ESPE2014 Poster Category 3 Pituitary (1) (12 abstracts)
aEndocrinology Department, Pierre and Marie Curie Center, Algiers, Algeria; bRadiology Department Nafissa, Hamoud Hospital, Algiers, Algeria
Background: Magnetic resonance imaging (MRI) is advisable in all patients with GH deficiency (GHD). MRI pituitary morphology has important clinical implications, both in terms of diagnostic accuracy and long-term prognosis; indeed, when MRI findings are appropriately interpreted, they clearly represent a gold standard to investigate the etiology of GHD.
Objective and hypotheses: To evaluate frequency and type of MRI anomalies in children with GHD, after diagnosis was established.
Method: These is retrospective and analytical study about 124 children follow in our consultation between 2009 and 2013, which diagnosis of GHD was establish with two stimulation tests.
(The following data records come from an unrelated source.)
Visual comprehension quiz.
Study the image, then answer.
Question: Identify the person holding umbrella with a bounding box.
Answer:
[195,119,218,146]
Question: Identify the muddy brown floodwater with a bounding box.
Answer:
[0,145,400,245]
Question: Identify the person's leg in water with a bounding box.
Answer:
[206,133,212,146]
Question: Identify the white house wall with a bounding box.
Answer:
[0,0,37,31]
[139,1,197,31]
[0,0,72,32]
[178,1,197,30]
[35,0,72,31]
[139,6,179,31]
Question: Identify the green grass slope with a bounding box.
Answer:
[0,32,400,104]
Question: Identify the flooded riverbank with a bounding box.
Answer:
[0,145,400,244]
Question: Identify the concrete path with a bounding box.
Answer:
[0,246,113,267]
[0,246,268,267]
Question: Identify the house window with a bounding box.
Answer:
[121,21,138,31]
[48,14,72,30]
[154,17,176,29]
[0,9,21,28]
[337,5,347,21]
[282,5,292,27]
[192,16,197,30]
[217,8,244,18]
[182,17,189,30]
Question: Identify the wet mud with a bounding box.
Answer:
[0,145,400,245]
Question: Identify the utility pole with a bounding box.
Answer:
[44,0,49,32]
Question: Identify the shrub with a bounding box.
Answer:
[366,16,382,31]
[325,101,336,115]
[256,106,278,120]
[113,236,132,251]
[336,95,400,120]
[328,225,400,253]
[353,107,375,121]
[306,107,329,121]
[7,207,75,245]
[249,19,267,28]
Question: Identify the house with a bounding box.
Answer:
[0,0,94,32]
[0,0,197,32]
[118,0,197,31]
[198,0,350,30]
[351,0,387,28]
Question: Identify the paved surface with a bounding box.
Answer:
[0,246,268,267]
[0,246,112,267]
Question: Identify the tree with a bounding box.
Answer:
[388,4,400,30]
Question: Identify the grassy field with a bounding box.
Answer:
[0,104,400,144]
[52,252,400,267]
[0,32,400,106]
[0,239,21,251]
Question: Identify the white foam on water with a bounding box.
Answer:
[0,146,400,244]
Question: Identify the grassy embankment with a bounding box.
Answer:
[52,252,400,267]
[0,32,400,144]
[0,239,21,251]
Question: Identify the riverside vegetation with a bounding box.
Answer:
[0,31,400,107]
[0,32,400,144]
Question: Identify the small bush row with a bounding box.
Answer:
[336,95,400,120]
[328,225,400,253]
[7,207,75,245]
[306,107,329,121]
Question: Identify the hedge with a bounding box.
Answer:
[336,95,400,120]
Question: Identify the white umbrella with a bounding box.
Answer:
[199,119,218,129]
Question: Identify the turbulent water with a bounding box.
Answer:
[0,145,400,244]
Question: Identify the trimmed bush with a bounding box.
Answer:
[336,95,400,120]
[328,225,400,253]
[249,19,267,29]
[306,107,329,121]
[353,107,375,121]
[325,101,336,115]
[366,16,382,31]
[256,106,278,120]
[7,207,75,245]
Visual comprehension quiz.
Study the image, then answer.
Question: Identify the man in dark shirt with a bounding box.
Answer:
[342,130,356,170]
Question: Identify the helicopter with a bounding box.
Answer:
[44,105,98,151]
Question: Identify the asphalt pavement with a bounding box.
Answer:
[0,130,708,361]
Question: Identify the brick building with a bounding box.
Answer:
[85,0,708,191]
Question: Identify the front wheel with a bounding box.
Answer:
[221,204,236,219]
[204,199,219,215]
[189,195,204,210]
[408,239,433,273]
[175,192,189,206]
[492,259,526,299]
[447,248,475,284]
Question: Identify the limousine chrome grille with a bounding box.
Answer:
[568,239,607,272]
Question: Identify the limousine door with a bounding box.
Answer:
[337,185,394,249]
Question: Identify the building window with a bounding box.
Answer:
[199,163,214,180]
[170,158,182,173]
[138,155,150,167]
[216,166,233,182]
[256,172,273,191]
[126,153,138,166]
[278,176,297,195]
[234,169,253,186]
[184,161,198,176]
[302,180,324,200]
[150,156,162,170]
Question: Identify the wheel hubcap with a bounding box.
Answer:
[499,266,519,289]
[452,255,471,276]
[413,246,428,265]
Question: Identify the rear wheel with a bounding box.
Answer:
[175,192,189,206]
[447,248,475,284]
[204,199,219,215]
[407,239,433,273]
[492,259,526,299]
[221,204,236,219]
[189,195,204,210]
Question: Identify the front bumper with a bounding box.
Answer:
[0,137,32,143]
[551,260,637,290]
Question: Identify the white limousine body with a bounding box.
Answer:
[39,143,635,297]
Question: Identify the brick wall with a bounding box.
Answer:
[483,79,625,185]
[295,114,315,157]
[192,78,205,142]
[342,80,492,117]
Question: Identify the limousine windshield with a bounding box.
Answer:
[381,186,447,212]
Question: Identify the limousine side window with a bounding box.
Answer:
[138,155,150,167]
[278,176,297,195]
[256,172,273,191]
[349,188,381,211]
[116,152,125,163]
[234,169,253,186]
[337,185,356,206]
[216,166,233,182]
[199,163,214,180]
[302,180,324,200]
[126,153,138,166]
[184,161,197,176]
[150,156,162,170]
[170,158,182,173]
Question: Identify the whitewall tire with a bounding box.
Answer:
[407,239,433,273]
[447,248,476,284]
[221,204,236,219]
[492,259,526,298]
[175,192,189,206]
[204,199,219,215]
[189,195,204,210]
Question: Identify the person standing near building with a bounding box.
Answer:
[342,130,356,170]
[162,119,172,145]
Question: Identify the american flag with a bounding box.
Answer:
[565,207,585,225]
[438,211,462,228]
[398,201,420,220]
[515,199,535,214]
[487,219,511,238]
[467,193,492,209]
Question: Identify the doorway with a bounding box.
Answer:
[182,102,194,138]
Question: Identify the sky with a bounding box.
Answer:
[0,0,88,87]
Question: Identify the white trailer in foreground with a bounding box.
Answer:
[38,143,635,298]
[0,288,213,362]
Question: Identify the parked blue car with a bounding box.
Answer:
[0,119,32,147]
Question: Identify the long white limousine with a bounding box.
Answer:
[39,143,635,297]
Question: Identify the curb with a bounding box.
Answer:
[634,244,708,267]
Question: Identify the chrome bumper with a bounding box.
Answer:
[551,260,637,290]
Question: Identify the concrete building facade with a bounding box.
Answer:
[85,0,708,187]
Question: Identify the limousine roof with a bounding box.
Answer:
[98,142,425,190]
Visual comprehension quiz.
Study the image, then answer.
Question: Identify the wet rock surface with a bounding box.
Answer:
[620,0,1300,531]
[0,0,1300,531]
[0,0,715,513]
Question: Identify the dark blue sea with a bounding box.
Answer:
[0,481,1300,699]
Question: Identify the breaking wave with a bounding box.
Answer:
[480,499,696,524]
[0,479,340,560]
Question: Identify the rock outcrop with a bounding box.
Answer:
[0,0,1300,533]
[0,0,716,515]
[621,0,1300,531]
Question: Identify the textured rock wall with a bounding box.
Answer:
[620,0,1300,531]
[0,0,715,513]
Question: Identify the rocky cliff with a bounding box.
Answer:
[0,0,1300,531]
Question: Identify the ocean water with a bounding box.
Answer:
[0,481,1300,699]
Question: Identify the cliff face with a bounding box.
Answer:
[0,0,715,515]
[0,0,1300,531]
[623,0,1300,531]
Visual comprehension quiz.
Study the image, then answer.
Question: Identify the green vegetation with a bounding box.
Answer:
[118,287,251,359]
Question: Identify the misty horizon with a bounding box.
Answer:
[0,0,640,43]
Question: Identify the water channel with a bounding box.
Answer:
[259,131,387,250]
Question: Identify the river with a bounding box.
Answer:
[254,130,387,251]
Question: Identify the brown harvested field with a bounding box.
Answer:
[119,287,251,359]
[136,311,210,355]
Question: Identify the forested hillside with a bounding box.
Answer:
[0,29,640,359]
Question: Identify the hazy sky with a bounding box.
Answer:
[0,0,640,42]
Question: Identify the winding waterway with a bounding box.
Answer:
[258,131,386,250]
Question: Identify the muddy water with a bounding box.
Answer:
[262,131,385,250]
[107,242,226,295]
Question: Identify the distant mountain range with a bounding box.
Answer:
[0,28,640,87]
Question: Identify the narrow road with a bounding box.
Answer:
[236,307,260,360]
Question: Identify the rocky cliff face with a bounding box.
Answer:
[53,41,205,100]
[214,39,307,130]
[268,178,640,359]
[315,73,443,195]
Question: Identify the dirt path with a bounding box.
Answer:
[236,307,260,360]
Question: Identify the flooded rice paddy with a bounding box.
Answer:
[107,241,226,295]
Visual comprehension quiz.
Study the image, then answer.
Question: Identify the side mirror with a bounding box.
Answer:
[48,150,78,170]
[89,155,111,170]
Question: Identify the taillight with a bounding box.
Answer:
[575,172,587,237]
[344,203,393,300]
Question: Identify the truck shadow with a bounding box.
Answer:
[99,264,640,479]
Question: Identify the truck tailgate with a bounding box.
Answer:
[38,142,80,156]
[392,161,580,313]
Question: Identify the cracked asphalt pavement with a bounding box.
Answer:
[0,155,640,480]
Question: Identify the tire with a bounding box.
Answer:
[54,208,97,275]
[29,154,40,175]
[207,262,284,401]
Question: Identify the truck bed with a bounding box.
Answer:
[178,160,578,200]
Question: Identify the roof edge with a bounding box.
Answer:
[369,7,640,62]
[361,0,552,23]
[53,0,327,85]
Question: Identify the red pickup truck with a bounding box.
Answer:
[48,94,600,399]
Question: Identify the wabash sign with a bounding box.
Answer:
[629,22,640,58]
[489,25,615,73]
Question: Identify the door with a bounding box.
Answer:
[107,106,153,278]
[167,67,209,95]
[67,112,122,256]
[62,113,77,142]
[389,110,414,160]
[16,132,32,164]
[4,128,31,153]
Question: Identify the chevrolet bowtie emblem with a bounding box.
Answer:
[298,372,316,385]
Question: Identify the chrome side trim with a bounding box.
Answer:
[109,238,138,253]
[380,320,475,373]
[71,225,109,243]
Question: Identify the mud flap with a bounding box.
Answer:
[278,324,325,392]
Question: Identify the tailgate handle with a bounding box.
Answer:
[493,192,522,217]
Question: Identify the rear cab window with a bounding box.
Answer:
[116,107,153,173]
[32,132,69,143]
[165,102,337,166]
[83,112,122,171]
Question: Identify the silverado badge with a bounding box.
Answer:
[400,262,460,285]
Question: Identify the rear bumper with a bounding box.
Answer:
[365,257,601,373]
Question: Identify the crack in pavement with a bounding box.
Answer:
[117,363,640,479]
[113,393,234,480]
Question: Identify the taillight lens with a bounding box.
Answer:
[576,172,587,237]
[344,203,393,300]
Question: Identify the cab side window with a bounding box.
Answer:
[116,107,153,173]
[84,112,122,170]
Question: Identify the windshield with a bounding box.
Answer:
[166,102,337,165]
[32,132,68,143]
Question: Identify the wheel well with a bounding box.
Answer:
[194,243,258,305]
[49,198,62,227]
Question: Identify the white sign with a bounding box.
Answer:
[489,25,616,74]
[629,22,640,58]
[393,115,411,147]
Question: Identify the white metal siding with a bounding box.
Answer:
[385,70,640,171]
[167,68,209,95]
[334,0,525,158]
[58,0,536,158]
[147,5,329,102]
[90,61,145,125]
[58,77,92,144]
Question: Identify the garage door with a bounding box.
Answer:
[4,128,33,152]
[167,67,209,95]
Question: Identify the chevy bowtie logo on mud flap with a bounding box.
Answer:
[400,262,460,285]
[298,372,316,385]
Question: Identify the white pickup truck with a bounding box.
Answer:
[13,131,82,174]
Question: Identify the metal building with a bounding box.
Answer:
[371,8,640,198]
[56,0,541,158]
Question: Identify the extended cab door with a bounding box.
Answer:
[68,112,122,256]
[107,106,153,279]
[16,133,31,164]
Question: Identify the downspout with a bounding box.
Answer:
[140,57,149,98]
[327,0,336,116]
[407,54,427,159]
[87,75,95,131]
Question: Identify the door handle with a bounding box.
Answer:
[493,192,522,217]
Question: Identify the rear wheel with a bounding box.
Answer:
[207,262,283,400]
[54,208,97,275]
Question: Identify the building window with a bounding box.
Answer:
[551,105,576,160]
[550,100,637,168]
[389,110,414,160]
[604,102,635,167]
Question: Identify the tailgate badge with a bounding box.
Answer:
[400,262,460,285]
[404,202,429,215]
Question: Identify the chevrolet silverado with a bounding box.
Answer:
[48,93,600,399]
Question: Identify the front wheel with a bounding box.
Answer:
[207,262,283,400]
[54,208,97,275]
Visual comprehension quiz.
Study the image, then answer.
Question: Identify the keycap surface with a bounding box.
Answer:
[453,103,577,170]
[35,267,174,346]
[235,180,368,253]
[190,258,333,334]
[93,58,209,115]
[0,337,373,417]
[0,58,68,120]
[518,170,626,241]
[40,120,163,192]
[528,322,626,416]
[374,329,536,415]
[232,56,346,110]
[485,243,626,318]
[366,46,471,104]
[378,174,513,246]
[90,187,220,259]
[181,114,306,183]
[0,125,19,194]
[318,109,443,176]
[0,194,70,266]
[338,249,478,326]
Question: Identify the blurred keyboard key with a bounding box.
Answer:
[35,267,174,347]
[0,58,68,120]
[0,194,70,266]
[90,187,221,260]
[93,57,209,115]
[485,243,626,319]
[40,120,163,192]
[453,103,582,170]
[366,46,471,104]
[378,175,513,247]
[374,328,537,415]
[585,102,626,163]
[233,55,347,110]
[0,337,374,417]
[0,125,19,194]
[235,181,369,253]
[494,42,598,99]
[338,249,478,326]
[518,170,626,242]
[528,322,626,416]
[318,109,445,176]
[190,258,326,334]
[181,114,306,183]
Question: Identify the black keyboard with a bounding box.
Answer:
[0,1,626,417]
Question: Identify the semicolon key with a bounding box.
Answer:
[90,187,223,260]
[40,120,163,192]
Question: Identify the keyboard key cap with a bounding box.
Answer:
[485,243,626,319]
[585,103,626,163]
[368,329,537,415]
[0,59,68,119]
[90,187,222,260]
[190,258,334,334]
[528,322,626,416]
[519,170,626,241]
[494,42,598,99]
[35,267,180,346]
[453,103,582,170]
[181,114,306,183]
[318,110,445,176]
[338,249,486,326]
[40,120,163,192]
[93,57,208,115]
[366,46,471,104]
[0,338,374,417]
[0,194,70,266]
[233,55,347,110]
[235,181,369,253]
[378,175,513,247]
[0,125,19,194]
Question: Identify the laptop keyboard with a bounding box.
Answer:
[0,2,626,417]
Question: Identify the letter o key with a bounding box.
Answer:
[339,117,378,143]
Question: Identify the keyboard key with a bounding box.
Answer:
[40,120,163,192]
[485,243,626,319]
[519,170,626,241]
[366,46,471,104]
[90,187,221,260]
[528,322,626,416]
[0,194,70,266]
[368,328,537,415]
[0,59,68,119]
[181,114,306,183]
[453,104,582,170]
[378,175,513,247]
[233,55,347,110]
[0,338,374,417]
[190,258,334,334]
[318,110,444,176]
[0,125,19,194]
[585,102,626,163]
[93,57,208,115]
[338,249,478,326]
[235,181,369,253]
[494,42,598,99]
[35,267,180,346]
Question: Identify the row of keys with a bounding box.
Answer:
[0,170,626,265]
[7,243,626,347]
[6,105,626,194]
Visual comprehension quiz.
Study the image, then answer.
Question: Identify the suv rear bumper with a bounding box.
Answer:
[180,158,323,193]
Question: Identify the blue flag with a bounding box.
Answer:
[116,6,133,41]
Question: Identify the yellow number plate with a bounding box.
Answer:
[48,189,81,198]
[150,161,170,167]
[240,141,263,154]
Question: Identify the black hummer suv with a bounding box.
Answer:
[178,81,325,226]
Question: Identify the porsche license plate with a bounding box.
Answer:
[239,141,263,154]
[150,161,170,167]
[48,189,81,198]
All these children were examined by MRI; The presence, size, location, and morphologic characteristics of the stalk, the neurohypophysis, and the adenohypophysis were recorded in each case. The age ranged between 2 and 16 years. The mean age was 11±5 years, we collect 32 girls and 92 boys with sex ratio 2.8 boy/one girl.
Results: We objective 45% children with normal MRI, whose was identified idiopathic GHD. 55% of our population had anomalies the most important was pituitary hypoplasia in 30% of cases, the association of two or three anomalies was found in ~16% of MRI. The truncated stalk syndrome which is defined as an association of three anomalies was found in eight cases. Tumors was found in six cases with craniopharyngioma, germinome, and astrocytoma. The location of the neurohypophysis was ectopic in 8% of cases.
Conclusion: MRI is the technique of choice in the diagnosis of children with hypopituitarism. Marked differences in MR pituitary gland morphology suggest different etiologies of GHD and different prognoses.